Urteil vom 24. April 2018  
 
I. sozialrechtliche Abteilung  
 
Besetzung 
Bundesrichter Maillard, Präsident, 
Bundesrichterin Heine, Bundesrichter Wirthlin, 
Gerichtsschreiberin Polla. 
 
Verfahrensbeteiligte 
A.________, 
vertreten durch Rechtsanwalt Andreas Fäh, 
Beschwerdeführer, 
 
gegen  
 
IV-Stelle des Kantons St. Gallen, 
Brauerstrasse 54, 9016 St. Gallen, 
Beschwerdegegnerin. 
 
Gegenstand 
Invalidenversicherung (Invalidenrente), 
 
Beschwerde gegen den Entscheid des Versicherungsgerichts des Kantons St.
Gallen 
vom 13. Juli 2017 (IV 2014/196). 
 
 
Sachverhalt:  
 
A.   
Der 1962 geborene A.________ war von Mai 2000 bis November 2001 als
Industrielackierer bei der B.________ AG tätig. Wegen einer Gehirnerschütterung
meldete er sich im Dezember 2001 bei der Invalidenversicherung zum
Leistungsbezug an. Nach medizinischen und erwerblichen Abklärungen, worunter
ein polydisziplinäres Gutachten der Medizinischen Abklärungsstelle (MEDAS)

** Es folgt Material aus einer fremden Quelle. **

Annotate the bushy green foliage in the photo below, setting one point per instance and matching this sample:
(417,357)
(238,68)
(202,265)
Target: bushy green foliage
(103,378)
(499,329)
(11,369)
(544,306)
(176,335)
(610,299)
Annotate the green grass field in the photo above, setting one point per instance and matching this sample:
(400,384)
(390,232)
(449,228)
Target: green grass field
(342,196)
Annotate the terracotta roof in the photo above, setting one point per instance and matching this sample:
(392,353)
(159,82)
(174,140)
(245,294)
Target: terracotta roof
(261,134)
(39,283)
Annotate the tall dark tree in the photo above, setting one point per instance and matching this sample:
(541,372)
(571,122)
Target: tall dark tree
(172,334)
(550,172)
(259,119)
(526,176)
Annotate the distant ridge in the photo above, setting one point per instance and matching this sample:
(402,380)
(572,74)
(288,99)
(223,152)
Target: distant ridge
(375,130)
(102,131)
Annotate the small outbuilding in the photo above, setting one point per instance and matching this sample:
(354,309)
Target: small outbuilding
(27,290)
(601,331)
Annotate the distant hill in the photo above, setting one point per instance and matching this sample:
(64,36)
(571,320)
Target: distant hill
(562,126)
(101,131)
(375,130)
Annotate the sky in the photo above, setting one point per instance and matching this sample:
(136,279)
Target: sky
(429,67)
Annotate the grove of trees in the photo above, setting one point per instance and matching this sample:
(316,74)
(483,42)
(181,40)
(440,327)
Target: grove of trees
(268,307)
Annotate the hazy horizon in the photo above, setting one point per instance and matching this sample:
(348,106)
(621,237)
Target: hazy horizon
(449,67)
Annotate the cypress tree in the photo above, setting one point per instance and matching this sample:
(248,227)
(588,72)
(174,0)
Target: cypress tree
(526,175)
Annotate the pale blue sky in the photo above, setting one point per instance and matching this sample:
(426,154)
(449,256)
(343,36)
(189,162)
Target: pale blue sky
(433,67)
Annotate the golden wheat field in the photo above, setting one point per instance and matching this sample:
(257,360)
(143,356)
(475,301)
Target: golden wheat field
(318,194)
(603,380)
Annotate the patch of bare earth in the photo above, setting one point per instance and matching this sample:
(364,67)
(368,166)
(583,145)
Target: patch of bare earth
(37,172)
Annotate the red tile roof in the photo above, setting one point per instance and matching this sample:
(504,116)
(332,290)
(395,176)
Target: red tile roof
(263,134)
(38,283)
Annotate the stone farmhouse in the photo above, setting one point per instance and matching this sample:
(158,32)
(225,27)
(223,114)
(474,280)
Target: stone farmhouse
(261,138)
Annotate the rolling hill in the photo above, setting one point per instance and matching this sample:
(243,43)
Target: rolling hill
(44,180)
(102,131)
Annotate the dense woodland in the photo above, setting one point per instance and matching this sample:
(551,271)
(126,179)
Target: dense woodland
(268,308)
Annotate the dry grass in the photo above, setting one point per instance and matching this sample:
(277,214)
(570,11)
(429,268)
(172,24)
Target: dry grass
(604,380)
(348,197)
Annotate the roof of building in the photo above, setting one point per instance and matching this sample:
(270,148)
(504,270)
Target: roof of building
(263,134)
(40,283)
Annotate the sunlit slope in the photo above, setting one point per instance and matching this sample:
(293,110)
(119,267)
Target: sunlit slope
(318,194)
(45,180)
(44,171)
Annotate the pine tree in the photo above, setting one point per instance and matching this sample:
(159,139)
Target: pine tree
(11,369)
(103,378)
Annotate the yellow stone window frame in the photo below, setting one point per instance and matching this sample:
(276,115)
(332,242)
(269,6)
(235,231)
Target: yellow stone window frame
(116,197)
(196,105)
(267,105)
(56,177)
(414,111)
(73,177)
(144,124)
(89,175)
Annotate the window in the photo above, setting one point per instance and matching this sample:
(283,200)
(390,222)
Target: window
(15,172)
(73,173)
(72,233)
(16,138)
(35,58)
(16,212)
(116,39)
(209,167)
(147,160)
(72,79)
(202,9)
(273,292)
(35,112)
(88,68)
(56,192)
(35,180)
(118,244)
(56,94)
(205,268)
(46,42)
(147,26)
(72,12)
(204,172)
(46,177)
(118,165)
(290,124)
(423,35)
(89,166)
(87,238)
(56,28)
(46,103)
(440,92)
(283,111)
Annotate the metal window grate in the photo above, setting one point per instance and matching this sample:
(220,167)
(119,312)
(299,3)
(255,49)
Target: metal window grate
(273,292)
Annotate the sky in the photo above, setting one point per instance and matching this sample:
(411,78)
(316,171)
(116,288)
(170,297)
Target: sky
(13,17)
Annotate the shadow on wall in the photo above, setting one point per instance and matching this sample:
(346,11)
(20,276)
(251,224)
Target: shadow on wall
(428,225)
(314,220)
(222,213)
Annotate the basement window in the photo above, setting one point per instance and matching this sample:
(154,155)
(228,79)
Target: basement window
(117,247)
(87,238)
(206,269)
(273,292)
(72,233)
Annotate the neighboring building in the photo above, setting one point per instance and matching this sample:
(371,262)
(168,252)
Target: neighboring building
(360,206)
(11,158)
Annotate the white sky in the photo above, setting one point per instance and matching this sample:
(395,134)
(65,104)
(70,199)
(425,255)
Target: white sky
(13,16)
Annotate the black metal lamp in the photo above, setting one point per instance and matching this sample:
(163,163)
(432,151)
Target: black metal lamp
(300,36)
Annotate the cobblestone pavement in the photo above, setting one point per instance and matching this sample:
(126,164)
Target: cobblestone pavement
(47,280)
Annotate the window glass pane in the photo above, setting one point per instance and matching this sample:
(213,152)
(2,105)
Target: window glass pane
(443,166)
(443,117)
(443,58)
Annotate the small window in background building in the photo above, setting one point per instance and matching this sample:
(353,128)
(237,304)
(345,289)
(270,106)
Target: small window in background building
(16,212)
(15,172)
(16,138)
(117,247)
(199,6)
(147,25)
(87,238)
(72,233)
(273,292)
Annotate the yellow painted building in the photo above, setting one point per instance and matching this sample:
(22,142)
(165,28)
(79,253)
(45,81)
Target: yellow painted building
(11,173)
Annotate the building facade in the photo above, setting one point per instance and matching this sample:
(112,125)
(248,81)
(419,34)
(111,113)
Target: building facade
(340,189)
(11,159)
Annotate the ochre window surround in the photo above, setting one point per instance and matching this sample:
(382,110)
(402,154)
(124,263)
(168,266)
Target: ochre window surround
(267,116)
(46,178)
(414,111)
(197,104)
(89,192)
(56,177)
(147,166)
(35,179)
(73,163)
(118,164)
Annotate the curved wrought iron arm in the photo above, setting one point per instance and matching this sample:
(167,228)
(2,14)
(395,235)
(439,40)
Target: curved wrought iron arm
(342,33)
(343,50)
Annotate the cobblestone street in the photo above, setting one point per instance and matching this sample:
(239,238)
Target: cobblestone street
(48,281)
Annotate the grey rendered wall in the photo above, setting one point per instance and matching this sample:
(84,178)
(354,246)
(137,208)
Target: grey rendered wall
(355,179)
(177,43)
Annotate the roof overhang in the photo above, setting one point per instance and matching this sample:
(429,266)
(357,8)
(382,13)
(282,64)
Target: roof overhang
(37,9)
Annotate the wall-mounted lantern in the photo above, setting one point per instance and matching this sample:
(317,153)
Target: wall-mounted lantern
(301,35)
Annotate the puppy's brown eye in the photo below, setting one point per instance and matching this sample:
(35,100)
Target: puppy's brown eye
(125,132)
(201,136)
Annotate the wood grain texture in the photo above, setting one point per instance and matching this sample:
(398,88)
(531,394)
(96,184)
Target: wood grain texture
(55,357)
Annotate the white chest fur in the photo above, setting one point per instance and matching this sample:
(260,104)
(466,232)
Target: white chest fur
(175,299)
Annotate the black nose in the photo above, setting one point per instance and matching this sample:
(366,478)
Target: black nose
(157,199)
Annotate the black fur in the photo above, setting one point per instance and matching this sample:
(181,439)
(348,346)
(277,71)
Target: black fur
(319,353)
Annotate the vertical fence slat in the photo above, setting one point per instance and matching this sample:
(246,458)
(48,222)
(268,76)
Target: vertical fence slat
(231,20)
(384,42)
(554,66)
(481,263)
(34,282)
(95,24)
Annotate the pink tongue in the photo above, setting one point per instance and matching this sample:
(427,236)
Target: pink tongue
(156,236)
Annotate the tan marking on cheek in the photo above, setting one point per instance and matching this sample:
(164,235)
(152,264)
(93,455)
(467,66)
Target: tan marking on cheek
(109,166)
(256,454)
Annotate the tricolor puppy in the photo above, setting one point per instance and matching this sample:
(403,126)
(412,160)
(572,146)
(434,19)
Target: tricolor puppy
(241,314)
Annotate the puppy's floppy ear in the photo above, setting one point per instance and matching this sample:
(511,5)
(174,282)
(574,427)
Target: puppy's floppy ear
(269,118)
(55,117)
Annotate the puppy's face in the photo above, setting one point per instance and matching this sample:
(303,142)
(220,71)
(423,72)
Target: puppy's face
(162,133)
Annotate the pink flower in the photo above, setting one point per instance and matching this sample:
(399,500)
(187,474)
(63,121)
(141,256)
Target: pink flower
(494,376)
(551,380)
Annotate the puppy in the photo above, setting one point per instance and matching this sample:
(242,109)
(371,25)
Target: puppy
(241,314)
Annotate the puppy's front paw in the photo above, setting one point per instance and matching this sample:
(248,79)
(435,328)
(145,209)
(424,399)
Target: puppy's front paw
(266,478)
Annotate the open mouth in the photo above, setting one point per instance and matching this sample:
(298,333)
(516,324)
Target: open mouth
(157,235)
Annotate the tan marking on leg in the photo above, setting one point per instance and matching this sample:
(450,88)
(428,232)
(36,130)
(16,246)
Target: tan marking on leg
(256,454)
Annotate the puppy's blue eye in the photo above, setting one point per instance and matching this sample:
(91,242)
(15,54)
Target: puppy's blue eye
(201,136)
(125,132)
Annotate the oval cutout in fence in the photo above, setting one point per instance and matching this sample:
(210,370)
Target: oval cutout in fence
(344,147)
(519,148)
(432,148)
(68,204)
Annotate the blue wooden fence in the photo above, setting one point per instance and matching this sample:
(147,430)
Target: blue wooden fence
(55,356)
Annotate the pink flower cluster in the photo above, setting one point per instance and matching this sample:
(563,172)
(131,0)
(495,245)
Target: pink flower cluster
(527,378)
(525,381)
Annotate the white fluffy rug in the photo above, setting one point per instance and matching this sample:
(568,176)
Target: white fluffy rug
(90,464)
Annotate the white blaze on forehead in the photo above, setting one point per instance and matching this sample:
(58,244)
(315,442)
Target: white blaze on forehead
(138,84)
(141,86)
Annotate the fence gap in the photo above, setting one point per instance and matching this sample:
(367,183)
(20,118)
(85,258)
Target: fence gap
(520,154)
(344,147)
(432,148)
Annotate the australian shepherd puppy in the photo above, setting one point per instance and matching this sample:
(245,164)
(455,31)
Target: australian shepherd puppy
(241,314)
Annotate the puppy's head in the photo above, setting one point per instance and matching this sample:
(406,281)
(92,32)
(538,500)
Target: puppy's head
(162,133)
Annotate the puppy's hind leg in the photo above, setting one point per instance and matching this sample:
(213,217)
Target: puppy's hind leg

Ostschweiz, St. Gallen, vom 9. September 2003, sprach ihm die IV-Stelle des
Kantons         St. Gallen mit Verfügungen vom 18. März 2004 und 1. Juni 2005
ab    1. November 2001 eine halbe Invalidenrente und ab 1. Januar 2004 eine
Dreiviertelsrente zu. Im Zuge eines im Dezember 2012 von Amtes wegen
eingeleiteten Revisionsverfahrens liess ihn die IV-Stelle polydisziplinär am
Zentrum für Medizinische Begutachtung (ZMB), Basel, begutachten. Gestützt auf
die Expertise vom 24. September 2013 hob die IV-Stelle die Rente in Anwendung
von lit. a Abs. 1 der Schlussbestimmungen der Änderung des Bundesgesetzes über
die Invalidenversicherung vom 18. März 2011 (6. IV-Revision, erstes
Massnahmenpaket [SchlB IVG]) auf (Verfügung vom 13. Dezember 2013). Am 20.

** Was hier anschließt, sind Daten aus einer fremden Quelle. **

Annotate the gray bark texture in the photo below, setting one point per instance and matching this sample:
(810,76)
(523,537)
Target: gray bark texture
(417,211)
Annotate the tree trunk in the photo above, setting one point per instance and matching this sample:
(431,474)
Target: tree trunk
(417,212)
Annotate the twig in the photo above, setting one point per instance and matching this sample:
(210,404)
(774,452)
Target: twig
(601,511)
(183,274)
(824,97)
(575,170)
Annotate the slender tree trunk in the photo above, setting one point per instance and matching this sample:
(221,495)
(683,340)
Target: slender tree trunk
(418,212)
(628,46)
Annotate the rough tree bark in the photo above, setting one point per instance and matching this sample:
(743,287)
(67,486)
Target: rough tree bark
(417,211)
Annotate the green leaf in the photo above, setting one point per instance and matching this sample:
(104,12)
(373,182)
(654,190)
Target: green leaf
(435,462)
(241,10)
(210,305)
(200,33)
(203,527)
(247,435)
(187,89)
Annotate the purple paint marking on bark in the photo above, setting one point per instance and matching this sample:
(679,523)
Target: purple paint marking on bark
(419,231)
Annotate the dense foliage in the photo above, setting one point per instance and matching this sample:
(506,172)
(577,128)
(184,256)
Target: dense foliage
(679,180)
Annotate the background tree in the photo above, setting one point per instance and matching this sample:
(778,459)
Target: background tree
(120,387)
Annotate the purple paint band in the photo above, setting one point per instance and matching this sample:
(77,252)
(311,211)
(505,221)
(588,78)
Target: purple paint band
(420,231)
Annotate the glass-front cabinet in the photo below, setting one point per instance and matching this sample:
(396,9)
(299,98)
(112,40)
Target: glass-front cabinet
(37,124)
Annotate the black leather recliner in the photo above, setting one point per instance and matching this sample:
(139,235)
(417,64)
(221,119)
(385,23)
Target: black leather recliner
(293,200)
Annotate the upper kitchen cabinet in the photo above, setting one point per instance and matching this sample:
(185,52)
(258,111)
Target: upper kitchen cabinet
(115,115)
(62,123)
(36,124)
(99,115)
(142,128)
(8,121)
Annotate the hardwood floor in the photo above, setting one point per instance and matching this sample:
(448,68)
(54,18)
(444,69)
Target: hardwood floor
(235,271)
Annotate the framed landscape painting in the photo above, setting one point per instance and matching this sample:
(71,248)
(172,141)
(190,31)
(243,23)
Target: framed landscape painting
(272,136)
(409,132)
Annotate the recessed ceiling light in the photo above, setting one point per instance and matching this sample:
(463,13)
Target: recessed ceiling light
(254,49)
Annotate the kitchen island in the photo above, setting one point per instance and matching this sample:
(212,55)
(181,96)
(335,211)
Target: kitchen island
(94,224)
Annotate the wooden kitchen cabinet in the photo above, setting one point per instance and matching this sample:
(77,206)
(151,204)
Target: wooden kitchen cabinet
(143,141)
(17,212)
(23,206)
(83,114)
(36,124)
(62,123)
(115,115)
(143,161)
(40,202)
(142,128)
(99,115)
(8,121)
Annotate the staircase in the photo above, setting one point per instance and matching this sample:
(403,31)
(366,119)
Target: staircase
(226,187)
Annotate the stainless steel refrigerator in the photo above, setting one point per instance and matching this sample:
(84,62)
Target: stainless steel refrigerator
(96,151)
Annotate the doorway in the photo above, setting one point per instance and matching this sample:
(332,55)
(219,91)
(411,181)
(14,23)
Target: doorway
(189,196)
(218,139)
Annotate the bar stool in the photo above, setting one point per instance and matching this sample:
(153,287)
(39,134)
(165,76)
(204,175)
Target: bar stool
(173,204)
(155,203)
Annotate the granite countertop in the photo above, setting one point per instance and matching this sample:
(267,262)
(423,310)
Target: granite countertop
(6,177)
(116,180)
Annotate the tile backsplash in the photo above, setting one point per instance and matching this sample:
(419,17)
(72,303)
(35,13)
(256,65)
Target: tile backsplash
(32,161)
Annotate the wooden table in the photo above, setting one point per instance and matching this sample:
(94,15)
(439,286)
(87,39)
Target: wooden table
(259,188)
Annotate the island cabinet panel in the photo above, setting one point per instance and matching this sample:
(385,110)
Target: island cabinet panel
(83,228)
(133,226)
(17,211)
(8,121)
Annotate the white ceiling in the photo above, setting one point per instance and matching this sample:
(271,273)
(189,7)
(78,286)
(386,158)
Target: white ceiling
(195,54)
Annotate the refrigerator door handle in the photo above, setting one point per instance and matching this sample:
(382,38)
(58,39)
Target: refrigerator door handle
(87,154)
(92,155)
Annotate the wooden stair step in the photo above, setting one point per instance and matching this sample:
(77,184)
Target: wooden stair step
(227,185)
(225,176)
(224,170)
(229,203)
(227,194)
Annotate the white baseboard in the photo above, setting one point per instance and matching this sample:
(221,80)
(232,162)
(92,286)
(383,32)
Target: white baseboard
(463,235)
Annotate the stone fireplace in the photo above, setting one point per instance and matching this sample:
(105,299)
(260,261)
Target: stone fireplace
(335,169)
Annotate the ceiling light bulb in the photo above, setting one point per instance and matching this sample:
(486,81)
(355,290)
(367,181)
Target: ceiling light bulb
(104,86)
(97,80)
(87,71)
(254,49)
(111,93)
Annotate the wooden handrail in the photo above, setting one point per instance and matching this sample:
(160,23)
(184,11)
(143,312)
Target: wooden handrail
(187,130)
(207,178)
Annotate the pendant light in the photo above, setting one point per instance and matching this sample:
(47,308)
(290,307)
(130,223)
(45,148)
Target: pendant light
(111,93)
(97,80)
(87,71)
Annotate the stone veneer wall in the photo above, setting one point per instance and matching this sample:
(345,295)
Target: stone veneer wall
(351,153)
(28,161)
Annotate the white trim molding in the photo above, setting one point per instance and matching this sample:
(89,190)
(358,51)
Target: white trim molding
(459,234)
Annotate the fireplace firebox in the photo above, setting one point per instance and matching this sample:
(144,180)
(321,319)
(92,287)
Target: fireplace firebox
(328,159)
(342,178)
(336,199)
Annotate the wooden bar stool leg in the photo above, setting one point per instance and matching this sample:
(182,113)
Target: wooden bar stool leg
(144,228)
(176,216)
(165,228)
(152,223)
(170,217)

Dezember 2013 widerrief die IV-Stelle ihre Verfügung, wegen mangelhafter
Zustellung. Mit Verfügung vom 11. März 2014 hob die IV-Stelle die Rente von
A.________ auf den ersten Tag des zweiten Monats nach Zustellung der Verfügung
auf. 
 
B.   
Die dagegen geführte Beschwerde des A.________ wies das Versicherungsgericht
des Kantons St. Gallen mit Entscheid vom 13. Juli 2017 ab. 
 
C.   
A.________ lässt Beschwerde in öffentlich-rechtlichen Angelegenheiten führen
und beantragen, in Aufhebung des vorinstanzlichen Entscheids sei die IV-Stelle
zu verpflichten, ihm weiterhin eine Dreiviertelsrente der Invalidenversicherung
zuzusprechen. Eventualiter sei eine neue Begutachtung in Auftrag zu geben.
Ferner wird um unentgeltliche Rechtspflege ersucht. 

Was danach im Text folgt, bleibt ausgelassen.